Homossexualidade:
do preconceito aos padrões de consumo


Início:

INTRODUÇÃO

O estudo da homossexualidade tem sido particularmente intenso ao longo dos últimos 20 anos. Inicialmente dominado por antropólogos, este campo teórico extremamente fértil tem pouco a pouco incorporado perspectivas interdisciplinares que incluem as áreas de história, sociologia, comunicação e psicologia, entre outras. O renovado interesse por este tema se deve ao fato de que a cultura homossexual no Ocidente tem sofrido mais mudanças neste período do que em qualquer outro momento histórico, gerando para os homossexuais uma visibilidade com a qual o mundo moderno jamais teria sonhado. Da mesma forma, o capitalismo criou as condições socioeconômicas e psicológicas necessárias para a emergência da identidade homossexual moderna. Em outras palavras, o capitalismo permitiu que os homossexuais, entre outros indivíduos oprimidos, se sentissem livres para expressar sua identidade através do uso criativo de produtos e serviços, o que fez com que o mercado homossexual se transformasse em um dos pilares desta subcultura. Conseqüentemente, o estudo do comportamento de consumo torna-se relevante, devido à importância que ele assume na construção da subjetividade do indivíduo e na sua inclusão dentro do sistema social mais amplo.

Foi a partir de meados da década de 90 que se começou a falar também no surgimento de um mercado homossexual, cujo público-alvo teria características especiais. A grande maioria dos estudos que tratam deste assunto se concentra nos Estados Unidos, tendo o Brasil voltado sua atenção para este fenômeno apenas a partir do ano 2000. Assim, não existem até o momento, tanto quanto saibamos, estudos nacionais de grande porte sobre o comportamento de consumo do homossexual brasileiro. Quanto às pesquisas norte-americanas, estas apontam para dois fatos de extrema importância. Em primeiro lugar, comportamento sexual (isto é, ter práticas eróticas ou afetivas homossexuais) não é o mesmo que identidade sexual (definir-se como homossexual). Em segundo, estas mesmas pesquisas descobriram que é a identidade sexual que influencia o comportamento de consumo, ambos estando intimamente relacionados.
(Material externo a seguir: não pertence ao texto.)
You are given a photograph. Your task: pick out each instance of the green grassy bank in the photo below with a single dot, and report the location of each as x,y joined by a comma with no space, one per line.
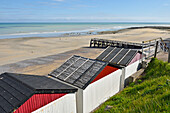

Assim, levando em consideração as discussões acima, este livro tem por objetivo investigar questões ligadas à homossexualidade (preconceito sexual, subcultura homossexual e identidade gay) tomadas contra um pano de fundo constituído pelo comportamento de consumo homossexual no Rio de Janeiro. No que se refere à teoria, lançaremos mão de perspectivas interdisciplinares, unindo conhecimentos da psicologia social com alguns conceitos oriundos da comunicação, sociologia e antropologia.

Antes de dar início a este livro, no entanto, torna-se necessário definir alguns dos conceitos que nortearão o trabalho. Em primeiro lugar, não visamos discutir as causas da homossexualidade: esta orientação sexual será abordada enquanto fato consumado, que não precisa de justificação biológica, psicológica ou social. Em outras palavras, tal como sugerido por Trevisan (2000), pretendemos nos ater às vivências pessoais como dados inegáveis da realidade. Desta forma, o termo homossexual será utilizado aqui como significativo de homens ou mulheres cuja orientação sexual e afetiva principal é para com pessoas de seu mesmo sexo biológico.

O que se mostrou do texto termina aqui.